Envoy: Postgres filter: implement Postgres SSL termination and monitoring

Created on 25 Apr 2020  Â·  8Comments  Â·  Source: envoyproxy/envoy

Previous work

This issue elaborates on the general design of a Postgres filter proposed in #9107.

Background

Encrypting the communications with the database is a hard requirement in many environments. And while cryptography is currently very fast on modern hardware, it still imposes some penalty where it is executed. Particularly, establishing SSL connections is expensive.

RDBMs like Postgres have a primary-replicas architecture, where the former is the only instance that takes writes. Offloading SSL from the primary instance can help reduce the workload, and increase the room for vertical scalability of these services. Similarly, some connection poolers frequently used in combination with Postgres, like PgBouncer, are single-threaded and may saturate the CPU soon if they are dealing with frequent SSL connection establishment.

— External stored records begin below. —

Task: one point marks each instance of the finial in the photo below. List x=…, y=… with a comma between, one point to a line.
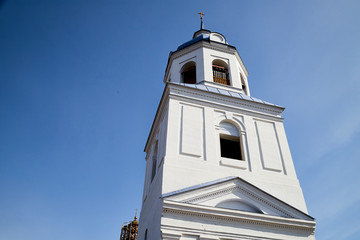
x=202, y=24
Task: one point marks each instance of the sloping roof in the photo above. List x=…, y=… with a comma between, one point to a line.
x=226, y=93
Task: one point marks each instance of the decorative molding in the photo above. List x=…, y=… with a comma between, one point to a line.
x=254, y=194
x=273, y=222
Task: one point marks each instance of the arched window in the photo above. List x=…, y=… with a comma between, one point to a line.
x=243, y=85
x=188, y=73
x=145, y=237
x=220, y=72
x=154, y=161
x=230, y=143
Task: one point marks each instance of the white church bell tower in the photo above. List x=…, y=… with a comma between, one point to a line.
x=218, y=164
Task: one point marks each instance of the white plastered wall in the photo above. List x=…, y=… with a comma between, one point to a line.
x=183, y=170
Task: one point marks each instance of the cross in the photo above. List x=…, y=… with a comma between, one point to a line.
x=201, y=14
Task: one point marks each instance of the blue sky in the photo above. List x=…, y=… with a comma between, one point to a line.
x=80, y=82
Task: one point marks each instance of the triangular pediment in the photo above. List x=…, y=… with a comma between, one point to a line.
x=236, y=194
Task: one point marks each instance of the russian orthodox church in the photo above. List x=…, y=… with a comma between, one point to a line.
x=218, y=164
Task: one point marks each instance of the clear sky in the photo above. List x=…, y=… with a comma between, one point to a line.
x=80, y=82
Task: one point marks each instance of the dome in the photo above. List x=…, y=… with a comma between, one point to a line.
x=204, y=34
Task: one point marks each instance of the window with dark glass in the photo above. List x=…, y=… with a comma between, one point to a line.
x=188, y=73
x=220, y=72
x=154, y=161
x=230, y=147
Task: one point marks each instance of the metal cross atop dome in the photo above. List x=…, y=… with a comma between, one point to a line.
x=202, y=24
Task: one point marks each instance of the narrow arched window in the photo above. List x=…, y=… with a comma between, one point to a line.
x=243, y=85
x=188, y=73
x=230, y=142
x=154, y=161
x=145, y=237
x=220, y=72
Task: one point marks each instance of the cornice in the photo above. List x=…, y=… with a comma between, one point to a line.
x=216, y=98
x=227, y=215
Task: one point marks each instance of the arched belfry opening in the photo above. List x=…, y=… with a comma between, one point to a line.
x=220, y=72
x=188, y=73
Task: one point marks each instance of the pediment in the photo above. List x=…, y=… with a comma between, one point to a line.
x=235, y=194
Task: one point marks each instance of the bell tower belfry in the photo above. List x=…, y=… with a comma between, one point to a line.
x=218, y=164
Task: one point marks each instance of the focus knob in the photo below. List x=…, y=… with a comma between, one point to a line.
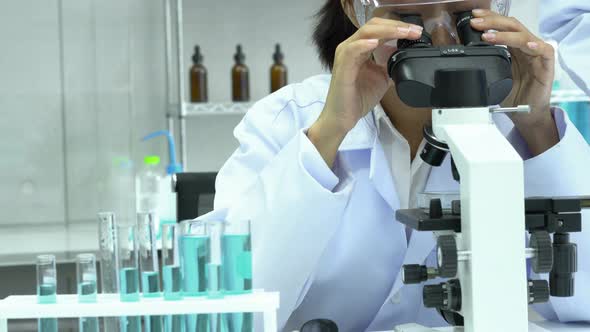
x=434, y=296
x=538, y=291
x=414, y=274
x=447, y=256
x=543, y=260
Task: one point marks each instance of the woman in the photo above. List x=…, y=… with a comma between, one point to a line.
x=323, y=165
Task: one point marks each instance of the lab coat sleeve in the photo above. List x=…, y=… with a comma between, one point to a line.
x=279, y=181
x=568, y=22
x=563, y=171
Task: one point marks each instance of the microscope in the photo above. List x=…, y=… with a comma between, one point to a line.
x=481, y=238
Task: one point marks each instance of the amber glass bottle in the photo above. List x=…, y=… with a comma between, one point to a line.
x=278, y=71
x=240, y=77
x=198, y=78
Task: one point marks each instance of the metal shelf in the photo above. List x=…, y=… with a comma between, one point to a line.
x=569, y=96
x=109, y=305
x=203, y=109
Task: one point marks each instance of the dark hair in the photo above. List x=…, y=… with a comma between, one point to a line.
x=332, y=28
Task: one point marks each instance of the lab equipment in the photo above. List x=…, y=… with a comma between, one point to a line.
x=198, y=78
x=437, y=14
x=149, y=265
x=172, y=274
x=240, y=77
x=148, y=185
x=108, y=248
x=128, y=273
x=167, y=199
x=195, y=259
x=109, y=260
x=237, y=269
x=215, y=287
x=278, y=71
x=86, y=281
x=192, y=193
x=486, y=210
x=46, y=290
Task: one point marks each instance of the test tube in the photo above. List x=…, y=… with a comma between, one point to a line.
x=171, y=262
x=172, y=276
x=195, y=257
x=128, y=274
x=109, y=261
x=46, y=289
x=214, y=229
x=86, y=280
x=215, y=283
x=107, y=230
x=237, y=269
x=148, y=261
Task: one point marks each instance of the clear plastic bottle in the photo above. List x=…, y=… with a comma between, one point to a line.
x=149, y=180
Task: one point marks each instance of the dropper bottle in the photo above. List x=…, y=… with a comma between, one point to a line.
x=198, y=78
x=240, y=78
x=278, y=71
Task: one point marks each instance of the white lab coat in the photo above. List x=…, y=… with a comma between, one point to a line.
x=568, y=22
x=328, y=241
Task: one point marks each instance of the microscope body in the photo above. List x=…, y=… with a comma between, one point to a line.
x=481, y=243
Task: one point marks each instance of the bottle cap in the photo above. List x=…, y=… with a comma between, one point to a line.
x=151, y=160
x=239, y=56
x=278, y=56
x=197, y=57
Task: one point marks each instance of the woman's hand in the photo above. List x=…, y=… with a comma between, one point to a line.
x=358, y=83
x=533, y=70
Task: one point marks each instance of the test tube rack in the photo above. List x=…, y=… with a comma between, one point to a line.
x=109, y=305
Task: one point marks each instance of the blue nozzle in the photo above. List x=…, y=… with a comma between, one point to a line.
x=173, y=167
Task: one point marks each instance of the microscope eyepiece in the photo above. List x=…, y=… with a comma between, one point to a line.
x=423, y=42
x=468, y=35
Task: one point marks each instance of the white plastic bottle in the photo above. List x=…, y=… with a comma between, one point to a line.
x=148, y=185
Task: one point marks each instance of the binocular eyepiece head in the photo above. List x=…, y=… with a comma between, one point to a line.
x=467, y=35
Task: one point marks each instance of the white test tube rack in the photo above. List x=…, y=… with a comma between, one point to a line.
x=109, y=305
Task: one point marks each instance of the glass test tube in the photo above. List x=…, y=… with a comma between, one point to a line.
x=109, y=261
x=107, y=230
x=128, y=274
x=86, y=281
x=237, y=270
x=218, y=322
x=46, y=289
x=148, y=262
x=172, y=276
x=195, y=257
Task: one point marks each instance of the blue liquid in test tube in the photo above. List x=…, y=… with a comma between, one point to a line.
x=86, y=279
x=46, y=290
x=195, y=255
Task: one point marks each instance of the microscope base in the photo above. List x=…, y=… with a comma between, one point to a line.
x=420, y=328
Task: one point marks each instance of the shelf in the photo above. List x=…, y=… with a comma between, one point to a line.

Those are good enough reasons to implement SSL termination in the Postgres filter for the Envoy proxy. It is very convenient also because certificate management can also be offloaded, and potentially handled via Envoy APIs (and existing tools that leverage them), without having to change Postgres configuration.

Moreover, the current version of the Postgres Envoy Filter implements several traffic inspection metrics that are useful for monitoring. But they (obviously) cannot peek into the SSL traffic, exposing these metrics only for unencrypted connections (as of today).

It might be argued that the CPU offloading advantage is not present in scenarios where Envoy is deployed as a sidecar within the same Pod as Postgres. While true, it doesn’t neglect anyway the advantages of monitoring metrics of the encrypted traffic, separation of concerns and API-based management of certificates.

Goals

  • Implement Postgres SSL Termination at the existing Envoy Proxy’s Postgres filter.
  • Adapt the filter to expose the same metrics it exposes now for unencrypted traffic also for the encrypted traffic terminated at Envoy.
  • Provide SSL configuration capabilities both via the config file and the Envoy APIs.
  • Optional (or next phase refinements). Provide (equivalent) support to Postgres’ advanced SSL configuration capabilities, like ssl_ciphers, ssl_ecdh_curve or ssl_min_protocol_version, among several others.

Non-goals

  • Support encrypted communications from Envoy to the upstream Postgres server. It is assumed that this communication will happen unencrypted.
  • Support client authentication via SSL certificates (this would be a goal for a future issue).

Implementation notes

Envoy does support SSL termination at the TCP layer. However Postgres SSL support does not happen at the TCP level, but rather at the application layer (Frontend/Backend Protocol). This questions the amount of existing infrastructure that may be reused. In any case, the same SSL library that Envoy uses, BoringSSL, will be used. It is a key requirement that TLS levels and general compatibility with Postgres SSL are appropriately tested.

The following diagram (note that the Postgres terminology of the FrontEnd-BackEnd protocol is used, instead of the usual Downstream/Upstream at Envoy) illustrates how the encrypted/unencrypted flows may work:

Diagram-PGClient_Envoy_PGServer-v1

Note that the “fake response” happens after SSL Request, where we will “imitate” the backend sending back the byte “S” to the frontend.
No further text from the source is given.